Вообще-то «маца» — не еврейское слово, а древнееврейское, что в нашей насквозь современной стране было далеко не одно и то же. Ко всему древнееврейскому относились значительно лучше, чем просто к еврейскому. У одного моего знакомого в паспорте каким-то чудом было записано: «национальность — древний еврей» — так к нему относились с большим уважением даже тогда, когда просто евреев очень даже не уважали.

Перед войной в продуктовых магазинах свободно продавали мацу, может быть, готовя советский народ к длительному путешествию по пустыне. Этому блюду еще не было выражено политическое недоверие.

Иосуке Мацуоке тоже не было выражено политическое недоверие, как это случилось спустя несколько лет на суде над военными преступниками. Но в то время наша страна ему доверяла, точно так же, как и нашему немецкому товарищу Риббентропу, и нет ничего удивительного, что в честь японского гостя мы играли в японскую войну. Мы проходили строем по улицам нашего мирного города, хулигански стучали в окна и выкрикивали японские слова, среди которых действительно японскими были только два: Иосука Мацуока.

В Одессе о Японии в то время было мало известно. Знали только Мишку Япончика, но и его с каждым годом знали все меньше, потому что это историческое лицо постепенно вытеснял литературный персонаж Беня Крик, которому Мишка Япончик послужил прообразом. После этого будь кому-нибудь прообразом. Нет уж, лучше держаться подальше от литературы.

Но мы в нашем детстве не играли ни в Беню Крика, ни в Мишку Япончика. Мы вообще не играли в бандитов. Мы играли в героев гражданской войны, среди которых, как впоследствии выяснилось, было тоже немало бандитов.

Например Буденный. Легендарный красный командир. Как впоследствии выяснилось, в своем обращении к бойцам он объявил, что Врангелю помогают евреи. Чтоб подкрепить классовую ненависть национальной, более надежной во все времена.

А когда конники Буденного, дав волю этой ненависти, стали устраивать еврейские погромы, Буденный объяснял это Ворошилову так:

— Та нехай, Клим Ефремович, трошки разомнутся бойцы.

А мы ничего этого не знали и играли в Буденного.

Мы играли в войну. Разрушение интересней, чем созидание. Сел на коня, махнул шашкой — это интересней, чем положил кирпич на кирпич.

Наука о поведении животных утверждает, что у всех животных стремление разрушать возрастает с ростом разумности. В детстве мы очень быстро умнели.

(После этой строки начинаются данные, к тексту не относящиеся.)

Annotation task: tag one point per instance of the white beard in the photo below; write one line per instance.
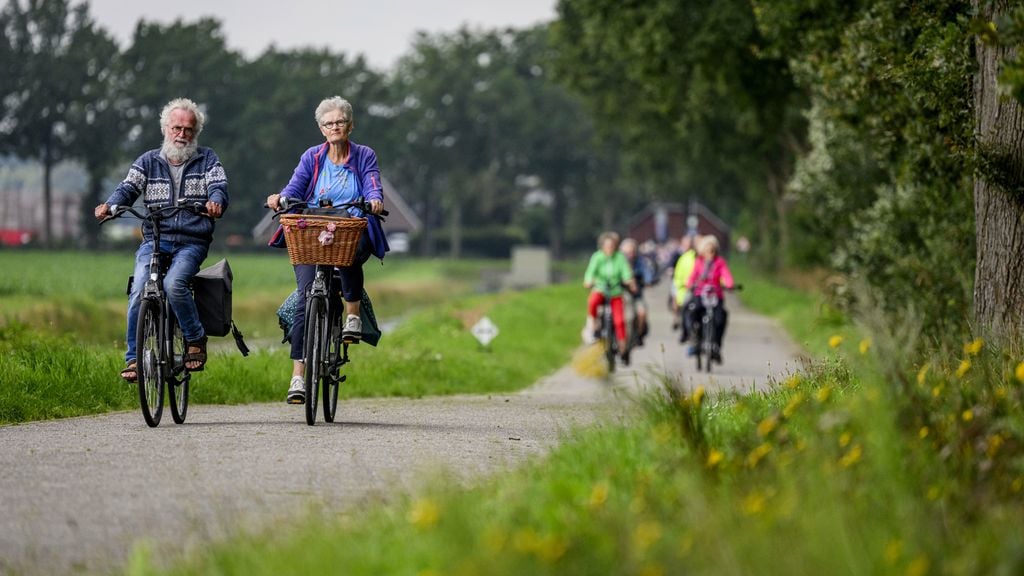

Поэтому мы играли в войну.

Мы и сейчас продолжаем умнеть, хотя давно уже вышли из детства. И с ростом нашей разумности мы, вслед за мацой, выразили политическое недоверие многим другим продуктам. Все наше доверие — продукции, предназначенной разрушать. Эта собака, вооруженная до зубов, стянула с нашего стола все съедобное и ссыпает в оскаленную пасть последние крохи.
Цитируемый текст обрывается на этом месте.